LegalCrystal Citation
SubjectFamily;Property
CourtChennai
Decided On
Reported inAIR1927Mad83
AppellantYandru Veeranna and anr.
RespondentYandru Sitamma and anr.
Cases ReferredHemangini Dasi v. Kundu Chowdry
Excerpt:
- .....that the share of all the sons is liable for the maintenance of the mother. if the sons divide the family property after the death of the father they must make provision for the maintenance of the mother and for the maintenance of any widows of the family. if they do not do so the question is not whether there was a bona fide division of the property or not but what provision should be made for the maintenance of the mother and the widows in the family. the whole of the family proparty would be liable for the maintenance of the mother and the other widows. therefore there is nothing in this contention.2. then the next contention is that defendants 2 and 3, who are the stepsons of the plaintiff, should be held liable to pay 2/3rds of the maintenance decreed to the plaintiff and their.....
Judgment:

Devadoss, J.

1. The first point raised in this Second Appeal is that the share of the son of the plaintiff alone is chargeable with plaintiff's maintenance and the shares of her stepsons are not so chargeable as there was a bona fide division after the death of the defendant's father, and reliance is placed upon Hemangini Dasi v. Kundu Chowdry [1889] 16 Cal. 758 for the contention. That case was under the Dayabaga Law and so far as our High Court is concerned we have a series of decisions to the effect that the share of all the sons is liable for the maintenance of the mother. If the sons divide the family property after the death of the father they must make provision for the maintenance of the mother and for the maintenance of any widows of the family. If they do not do so the question is not whether there was a bona fide division of the property or not but what provision should be made for the maintenance of the mother and the widows in the family. The whole of the family proparty would be liable for the maintenance of the mother and the other widows. Therefore there is nothing in this contention.

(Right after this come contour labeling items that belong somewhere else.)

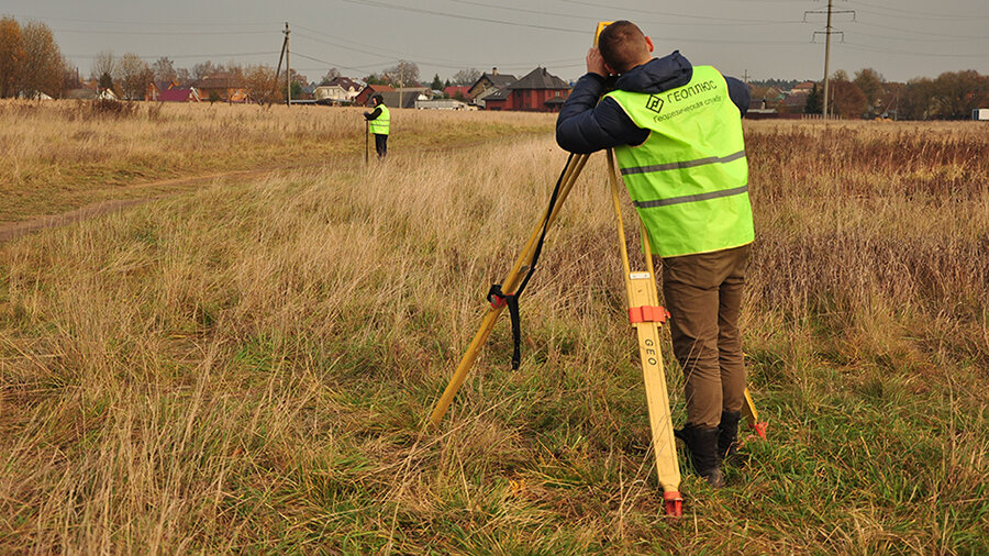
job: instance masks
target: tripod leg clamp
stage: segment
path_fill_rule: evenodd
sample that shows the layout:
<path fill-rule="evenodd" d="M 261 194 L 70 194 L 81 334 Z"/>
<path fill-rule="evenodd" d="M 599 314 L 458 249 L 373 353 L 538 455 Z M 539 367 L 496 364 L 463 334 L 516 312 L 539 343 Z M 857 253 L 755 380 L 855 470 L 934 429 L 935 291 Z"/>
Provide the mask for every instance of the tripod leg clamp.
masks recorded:
<path fill-rule="evenodd" d="M 658 322 L 663 324 L 669 319 L 669 311 L 658 305 L 642 305 L 629 308 L 629 322 Z"/>

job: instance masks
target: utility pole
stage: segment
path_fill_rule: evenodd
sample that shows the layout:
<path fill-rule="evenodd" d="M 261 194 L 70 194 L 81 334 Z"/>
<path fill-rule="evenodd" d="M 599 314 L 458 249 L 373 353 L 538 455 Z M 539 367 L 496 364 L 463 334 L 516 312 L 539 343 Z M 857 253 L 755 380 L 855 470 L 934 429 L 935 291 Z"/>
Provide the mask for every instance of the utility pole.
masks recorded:
<path fill-rule="evenodd" d="M 292 70 L 288 64 L 288 22 L 285 22 L 285 104 L 292 105 Z"/>
<path fill-rule="evenodd" d="M 834 13 L 851 13 L 852 21 L 855 21 L 855 10 L 835 10 L 833 4 L 834 0 L 827 0 L 827 10 L 810 10 L 803 12 L 803 21 L 807 21 L 808 13 L 827 13 L 827 24 L 824 26 L 824 31 L 814 31 L 814 38 L 816 38 L 818 35 L 824 35 L 824 109 L 821 113 L 825 120 L 827 119 L 829 89 L 831 84 L 831 35 L 842 35 L 842 41 L 845 40 L 844 31 L 835 31 L 834 27 L 832 27 L 831 15 Z"/>

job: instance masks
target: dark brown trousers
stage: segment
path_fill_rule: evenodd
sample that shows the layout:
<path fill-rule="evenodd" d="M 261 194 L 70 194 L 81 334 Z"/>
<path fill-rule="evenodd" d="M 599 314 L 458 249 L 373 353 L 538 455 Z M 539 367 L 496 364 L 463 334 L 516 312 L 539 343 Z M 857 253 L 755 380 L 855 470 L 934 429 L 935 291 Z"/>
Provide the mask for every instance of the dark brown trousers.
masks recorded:
<path fill-rule="evenodd" d="M 718 426 L 744 403 L 738 314 L 749 245 L 663 259 L 663 296 L 674 354 L 687 380 L 687 422 Z"/>

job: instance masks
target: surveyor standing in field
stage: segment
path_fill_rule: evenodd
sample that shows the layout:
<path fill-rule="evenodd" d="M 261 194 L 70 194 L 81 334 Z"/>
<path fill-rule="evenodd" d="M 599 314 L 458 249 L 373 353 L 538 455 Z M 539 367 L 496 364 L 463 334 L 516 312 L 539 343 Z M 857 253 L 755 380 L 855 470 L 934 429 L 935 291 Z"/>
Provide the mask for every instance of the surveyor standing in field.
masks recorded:
<path fill-rule="evenodd" d="M 653 42 L 629 21 L 607 26 L 598 44 L 560 110 L 556 140 L 571 153 L 614 148 L 662 258 L 686 376 L 687 424 L 677 436 L 697 472 L 719 488 L 745 391 L 738 313 L 754 240 L 742 137 L 748 88 L 679 52 L 653 58 Z M 609 75 L 618 76 L 612 92 Z"/>
<path fill-rule="evenodd" d="M 365 112 L 364 118 L 368 121 L 369 130 L 375 134 L 375 151 L 378 158 L 385 158 L 388 153 L 388 132 L 391 127 L 391 112 L 385 105 L 385 97 L 380 93 L 371 97 L 371 112 Z"/>

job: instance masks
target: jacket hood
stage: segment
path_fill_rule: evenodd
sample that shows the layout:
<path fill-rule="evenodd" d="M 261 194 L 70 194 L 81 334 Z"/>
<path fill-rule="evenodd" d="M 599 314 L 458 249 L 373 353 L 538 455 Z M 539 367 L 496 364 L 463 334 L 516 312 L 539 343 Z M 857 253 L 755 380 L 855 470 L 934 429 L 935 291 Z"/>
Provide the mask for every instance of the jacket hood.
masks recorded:
<path fill-rule="evenodd" d="M 622 74 L 614 82 L 614 88 L 631 92 L 657 92 L 682 87 L 693 77 L 693 66 L 674 51 L 669 56 L 653 58 L 641 66 L 635 66 Z"/>

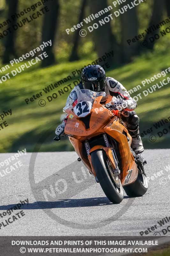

2. Then the next contention is that Defendants 2 and 3, who are the stepsons of the plaintiff, should be held liable to pay 2/3rds of the maintenance decreed to the plaintiff and their property should be charged only with 2/3rds of the maintenance. This again is not a tenable position; for all the family property is liable for the maintenance of the plaintiff.

3. The next contention is that only the ancestral property of the appellants (Defendants 2 and 3) should be charged with the maintenance of the plaintiff and not their self-acquisition. This point ought to have been raised specifically before the trial Court and an issue ought to have been taken there so that the plaintiff might meet the case put forward by the defendants. They did not take the trouble to raise an issue on the point and in the appellate Court they filed an affidavit and asked permission to raise it. I do not think they can be allowed to do so in the appellate Court, it being a question of fact. In the result the Second Appeal fails and is dismissed with costs of the 1st respondent.